Interesting things are going on in the Kazakhstani notarial sphere.

     Joint Stock Company “National Information Technologies” (“NIT”) has developed the software product “Unified Notary Information System” (“UNIS”). Information about the actions of all notaries of the country flows to the UNIS. From the same system, notaries take information about the actions of other notaries and through it receive information about citizens and organizations of Kazakhstan. Right and necessary thing.

     But … the use of UNIS is paid and all notaries were obligated to connect to it. For refusing to pay a monthly subscription fee, the Ministry of Justice immediately deprives notaries of a license. It turns out, the state with imperious powers forces notaries to receive services of a private joint-stock company.

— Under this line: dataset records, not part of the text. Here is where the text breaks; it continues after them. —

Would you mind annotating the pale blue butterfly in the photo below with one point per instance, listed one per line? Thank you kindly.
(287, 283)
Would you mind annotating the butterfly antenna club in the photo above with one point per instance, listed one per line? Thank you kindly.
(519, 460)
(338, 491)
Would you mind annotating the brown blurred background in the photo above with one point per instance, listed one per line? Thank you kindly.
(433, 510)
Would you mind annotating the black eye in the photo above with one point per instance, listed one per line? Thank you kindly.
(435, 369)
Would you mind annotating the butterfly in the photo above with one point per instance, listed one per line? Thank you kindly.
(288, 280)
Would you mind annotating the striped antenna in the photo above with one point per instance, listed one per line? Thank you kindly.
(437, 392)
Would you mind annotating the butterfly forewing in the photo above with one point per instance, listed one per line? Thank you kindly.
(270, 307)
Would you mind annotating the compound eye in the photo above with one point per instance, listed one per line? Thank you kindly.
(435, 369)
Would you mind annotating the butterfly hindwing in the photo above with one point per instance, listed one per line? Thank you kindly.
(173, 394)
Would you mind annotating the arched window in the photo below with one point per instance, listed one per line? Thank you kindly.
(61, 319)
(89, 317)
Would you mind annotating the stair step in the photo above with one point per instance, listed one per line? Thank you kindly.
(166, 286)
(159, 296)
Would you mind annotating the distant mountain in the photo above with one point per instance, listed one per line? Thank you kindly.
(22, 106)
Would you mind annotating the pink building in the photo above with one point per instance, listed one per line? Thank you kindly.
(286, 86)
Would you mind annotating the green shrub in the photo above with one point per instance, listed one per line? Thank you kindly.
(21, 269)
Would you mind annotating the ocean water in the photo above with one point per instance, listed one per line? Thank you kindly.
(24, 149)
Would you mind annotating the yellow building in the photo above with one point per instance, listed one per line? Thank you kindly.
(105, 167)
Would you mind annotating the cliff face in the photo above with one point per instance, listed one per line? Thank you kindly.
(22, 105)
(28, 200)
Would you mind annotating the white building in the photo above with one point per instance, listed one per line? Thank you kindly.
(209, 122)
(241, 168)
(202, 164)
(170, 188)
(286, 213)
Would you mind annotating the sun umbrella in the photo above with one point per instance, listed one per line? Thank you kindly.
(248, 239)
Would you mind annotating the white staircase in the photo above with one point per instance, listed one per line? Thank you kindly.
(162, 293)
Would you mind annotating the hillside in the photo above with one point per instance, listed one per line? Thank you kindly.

     Good. This could be justified by the need to consolidate all the data, but …

     The monthly subscription fee is 3,600 tenge. If we multiply this amount by 4,081 notaries in the country, it turns out that NIT receives monthly 14.7 million tenge, and a year – 176.3 million tenge. It turns out that for the whole period of the system’s operation the company received about 850 million tenge. Assuming that the development of the program costs about 100-120 million tenge (according to my estimates), then the project has a good profitability!

     Usually I do not count other people’s money. If only they are earned by bona fide entrepreneurs in the free market. But here is a slightly different situation. Although JSC “NIT” is 100 percent state-owned company, it is still a joint-stock company. Consequently, its revenues do not go directly to the country’s budget, but arrive at its own disposal. And what they are wasting this money on, I do not know. Perhaps, on expensive offices, limousines and management bonuses. But in fact, this money consists of money of each of us who has ever used services of notaries. And they got there not by our goodwill, but by state coercion.

     It is unclear who needs such a system.

     To be honest, it is clear. But I dare not give vent to my suspicions.

     In my opinion, the state administration should have been act in this way: since the state needs this information system (and its essence is really good, as I wrote above), it was necessary to pay for “NIT” services from the budget, and then transfer to balance of the state institution and collect the subscription fee from notaries only in the amount necessary to support and develop the UNIS. But not in a super-profitable scale. Or in a way as the author of the article suggests: to sell at cost to the Notary Chamber, but to prohibit legally getting profit from its use.

     Yeah! How many more of these incomprehensible schemes of interaction between the state and private business are hidden from the outside view and accidentally emerge outward!